4. On the wizard page, specify the relevant settings:
   • In the Action on executable file related to the event section, select one of the following options:
     • Add to a new application category

       Select this option if you want to create a new application category based on event-related executable files.

       By default, this option is selected.

       If you have selected this option, specify a new category name.

     • Add to an existing application category

       Select this option if you want to add event-related executable files to an existing application category.

       By default, this option is not selected.

       If you have selected this option, select the application category with content added manually to which you want to add executable files.

   • In the Rule type section, select one of the following options:
     • Rules for adding to inclusions
     • Rules for adding to exclusions
   • In the Parameter used as a condition section, select one of the following options:
     • Certificate details (or SHA256 hashes for files without a certificate)

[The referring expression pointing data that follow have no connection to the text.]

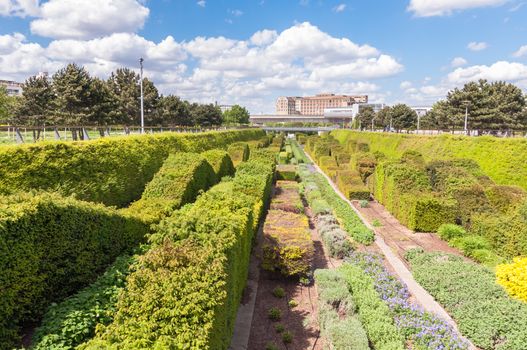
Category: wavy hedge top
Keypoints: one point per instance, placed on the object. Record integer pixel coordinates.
(113, 171)
(504, 160)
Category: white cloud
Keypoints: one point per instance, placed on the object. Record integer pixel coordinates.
(477, 46)
(19, 8)
(522, 51)
(405, 85)
(458, 62)
(264, 37)
(429, 8)
(339, 8)
(74, 19)
(502, 70)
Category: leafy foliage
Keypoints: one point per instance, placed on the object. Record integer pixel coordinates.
(52, 246)
(482, 309)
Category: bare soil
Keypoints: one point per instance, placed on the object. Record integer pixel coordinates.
(302, 320)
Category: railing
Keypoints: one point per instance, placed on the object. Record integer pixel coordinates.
(25, 134)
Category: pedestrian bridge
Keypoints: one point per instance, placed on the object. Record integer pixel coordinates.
(299, 128)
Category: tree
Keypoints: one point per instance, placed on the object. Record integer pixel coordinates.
(172, 110)
(205, 114)
(236, 115)
(366, 116)
(403, 117)
(36, 103)
(72, 87)
(125, 84)
(103, 104)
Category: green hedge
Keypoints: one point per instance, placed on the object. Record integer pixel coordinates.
(221, 162)
(239, 152)
(113, 171)
(52, 246)
(185, 291)
(481, 308)
(502, 159)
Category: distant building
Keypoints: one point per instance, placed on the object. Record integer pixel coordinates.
(421, 111)
(316, 105)
(13, 88)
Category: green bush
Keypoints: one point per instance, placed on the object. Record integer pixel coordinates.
(481, 308)
(221, 163)
(451, 231)
(51, 247)
(373, 313)
(201, 255)
(338, 322)
(239, 152)
(73, 321)
(113, 171)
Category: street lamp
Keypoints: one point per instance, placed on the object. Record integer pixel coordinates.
(466, 103)
(141, 60)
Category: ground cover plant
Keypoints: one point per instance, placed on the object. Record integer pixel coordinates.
(483, 311)
(113, 171)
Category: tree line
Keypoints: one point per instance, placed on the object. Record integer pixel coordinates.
(491, 107)
(73, 97)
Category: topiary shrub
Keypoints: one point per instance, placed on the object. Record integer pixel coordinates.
(451, 231)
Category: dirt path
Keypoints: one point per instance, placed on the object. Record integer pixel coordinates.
(300, 320)
(398, 264)
(397, 236)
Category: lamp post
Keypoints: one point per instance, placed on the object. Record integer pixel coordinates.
(466, 103)
(141, 60)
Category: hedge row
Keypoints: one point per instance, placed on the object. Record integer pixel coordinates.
(337, 317)
(287, 245)
(113, 171)
(342, 210)
(185, 291)
(502, 159)
(178, 182)
(52, 246)
(482, 309)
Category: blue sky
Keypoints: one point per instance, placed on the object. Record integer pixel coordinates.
(251, 52)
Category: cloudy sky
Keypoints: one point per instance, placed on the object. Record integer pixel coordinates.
(252, 51)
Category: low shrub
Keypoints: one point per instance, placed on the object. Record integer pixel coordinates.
(451, 231)
(51, 247)
(239, 152)
(286, 172)
(287, 246)
(374, 315)
(513, 277)
(221, 163)
(482, 309)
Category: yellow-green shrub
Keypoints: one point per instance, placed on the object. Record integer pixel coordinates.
(513, 277)
(113, 171)
(52, 246)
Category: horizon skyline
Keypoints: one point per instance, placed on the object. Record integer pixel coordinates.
(251, 53)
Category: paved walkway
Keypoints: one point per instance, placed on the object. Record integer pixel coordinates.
(421, 296)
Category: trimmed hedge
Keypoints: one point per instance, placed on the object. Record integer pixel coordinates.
(482, 309)
(502, 159)
(113, 171)
(350, 184)
(239, 152)
(185, 291)
(52, 246)
(220, 161)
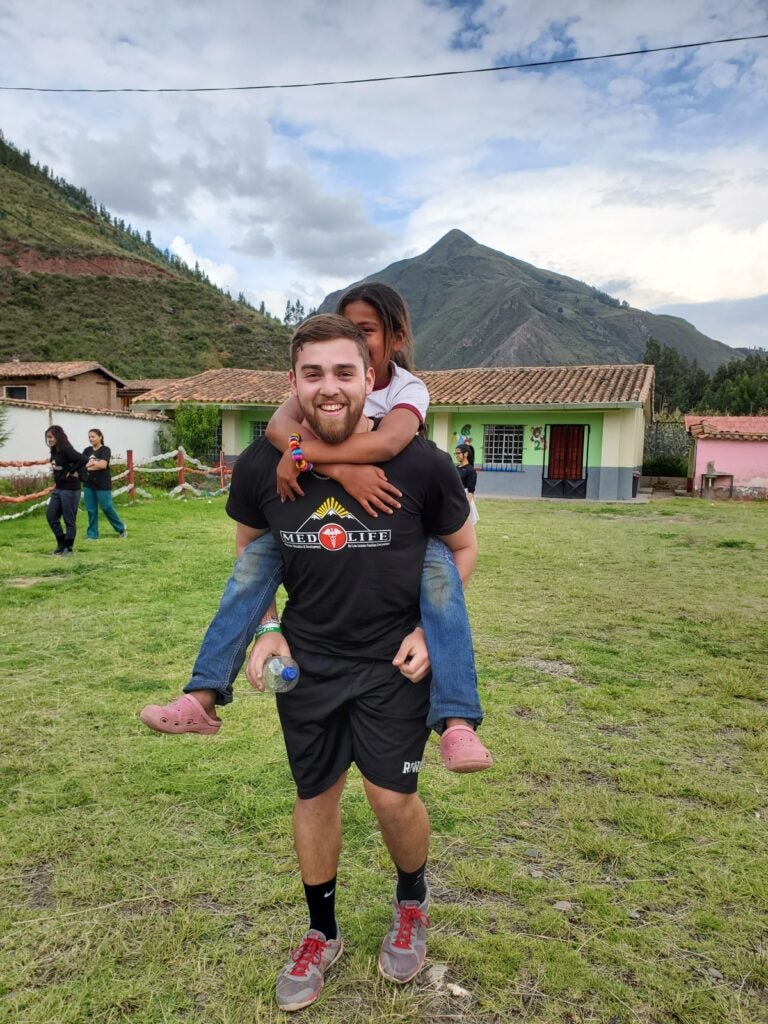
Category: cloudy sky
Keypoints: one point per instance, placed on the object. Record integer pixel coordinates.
(646, 176)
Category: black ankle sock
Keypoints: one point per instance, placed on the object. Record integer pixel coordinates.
(322, 902)
(412, 885)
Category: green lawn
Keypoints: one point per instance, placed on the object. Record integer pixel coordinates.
(612, 867)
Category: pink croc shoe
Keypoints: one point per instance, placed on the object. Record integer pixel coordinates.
(462, 751)
(182, 715)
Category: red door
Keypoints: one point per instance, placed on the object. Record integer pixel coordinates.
(565, 476)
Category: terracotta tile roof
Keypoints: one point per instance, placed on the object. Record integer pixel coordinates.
(22, 403)
(57, 370)
(229, 386)
(744, 428)
(603, 385)
(147, 384)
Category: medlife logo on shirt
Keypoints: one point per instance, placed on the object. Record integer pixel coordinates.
(332, 527)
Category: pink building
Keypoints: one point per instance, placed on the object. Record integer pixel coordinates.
(729, 457)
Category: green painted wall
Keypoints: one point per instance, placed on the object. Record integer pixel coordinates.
(532, 454)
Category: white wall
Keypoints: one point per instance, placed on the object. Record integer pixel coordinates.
(27, 426)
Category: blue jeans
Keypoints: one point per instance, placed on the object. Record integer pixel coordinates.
(256, 577)
(443, 614)
(62, 505)
(95, 500)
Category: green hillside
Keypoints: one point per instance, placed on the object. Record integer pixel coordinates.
(77, 285)
(473, 306)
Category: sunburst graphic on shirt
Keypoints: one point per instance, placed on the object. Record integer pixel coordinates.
(333, 527)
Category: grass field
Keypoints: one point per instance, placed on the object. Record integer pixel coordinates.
(612, 867)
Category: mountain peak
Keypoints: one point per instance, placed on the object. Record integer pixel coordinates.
(451, 244)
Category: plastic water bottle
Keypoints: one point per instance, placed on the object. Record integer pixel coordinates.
(280, 675)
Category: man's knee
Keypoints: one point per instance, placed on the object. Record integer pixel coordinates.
(388, 805)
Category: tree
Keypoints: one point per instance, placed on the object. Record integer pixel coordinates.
(294, 313)
(739, 387)
(4, 432)
(196, 429)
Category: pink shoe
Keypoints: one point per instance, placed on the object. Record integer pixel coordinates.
(462, 751)
(182, 715)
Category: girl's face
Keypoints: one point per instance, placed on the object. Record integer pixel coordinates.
(367, 318)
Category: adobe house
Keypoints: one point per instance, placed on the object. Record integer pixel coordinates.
(86, 385)
(728, 456)
(538, 431)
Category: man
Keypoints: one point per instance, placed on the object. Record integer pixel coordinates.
(351, 624)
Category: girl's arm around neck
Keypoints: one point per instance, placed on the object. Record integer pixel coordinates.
(395, 431)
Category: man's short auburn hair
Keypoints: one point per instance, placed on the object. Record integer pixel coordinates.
(328, 327)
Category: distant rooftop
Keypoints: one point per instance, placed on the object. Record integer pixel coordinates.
(745, 428)
(601, 385)
(60, 371)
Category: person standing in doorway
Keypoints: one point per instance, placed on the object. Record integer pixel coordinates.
(97, 486)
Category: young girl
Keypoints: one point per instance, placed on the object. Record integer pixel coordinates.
(401, 399)
(62, 504)
(465, 463)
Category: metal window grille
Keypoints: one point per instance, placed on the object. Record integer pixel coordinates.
(502, 446)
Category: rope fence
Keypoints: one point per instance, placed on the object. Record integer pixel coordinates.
(184, 464)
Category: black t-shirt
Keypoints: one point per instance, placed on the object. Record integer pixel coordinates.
(66, 464)
(99, 479)
(352, 581)
(468, 475)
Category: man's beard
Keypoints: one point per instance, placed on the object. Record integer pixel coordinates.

       Files may be signed with a certificate. Multiple files may be signed with the same certificate. For example, different versions of the same application may be signed with the same certificate, or several different applications from the same vendor may be signed with the same certificate. When you select a certificate, several versions of an application or several applications from the same vendor may end up in the category.

       Each file has its own unique SHA256 hash function. When you select an SHA256 hash function, only one corresponding file, for example, the defined application version, ends up in the category.

       Select this option if you want to add to the category rules the certificate details of an executable file (or the SHA256 hash function for files without a certificate).

       By default, this option is selected.

     • Certificate details (files without a certificate will be skipped)

       Files may be signed with a certificate. Multiple files may be signed with the same certificate. For example, different versions of the same application may be signed with the same certificate, or several different applications from the same vendor may be signed with the same certificate. When you select a certificate, several versions of an application or several applications from the same vendor may end up in the category.

       Select this option if you want to add the certificate details of an executable file to the category rules. If the executable file has no certificate, this file will be skipped. No information about this file will be added to the category.

     • Only SHA256 (files without a hash will be skipped)

       Each file has its own unique SHA256 hash function. When you select an SHA256 hash function, only one corresponding file, for example, the defined application version, ends up in the category.

       Select this option if you want to add only the details of the SHA256 hash function of the executable file.

     • Only MD5 (discontinued mode, only for Kaspersky Endpoint Security 10 Service Pack 1 version)

       Select this option only if you use Kaspersky Endpoint Security for Windows. Kaspersky Endpoint Security for Linux does not support an MD5 hash function.

       Each file has its own unique MD5 hash function. When you select an MD5 hash function, only one corresponding file, for example, the defined application version, ends up in the category.

5. Click OK.

When the wizard finishes, executable files related to the Application Control events are added to the existing application category or to a new application category. You can view settings of the application category that you have modified or created.

For detailed information about Application Control, refer to the Kaspersky Endpoint Security for Linux Help and Kaspersky Endpoint Security for Windows Help.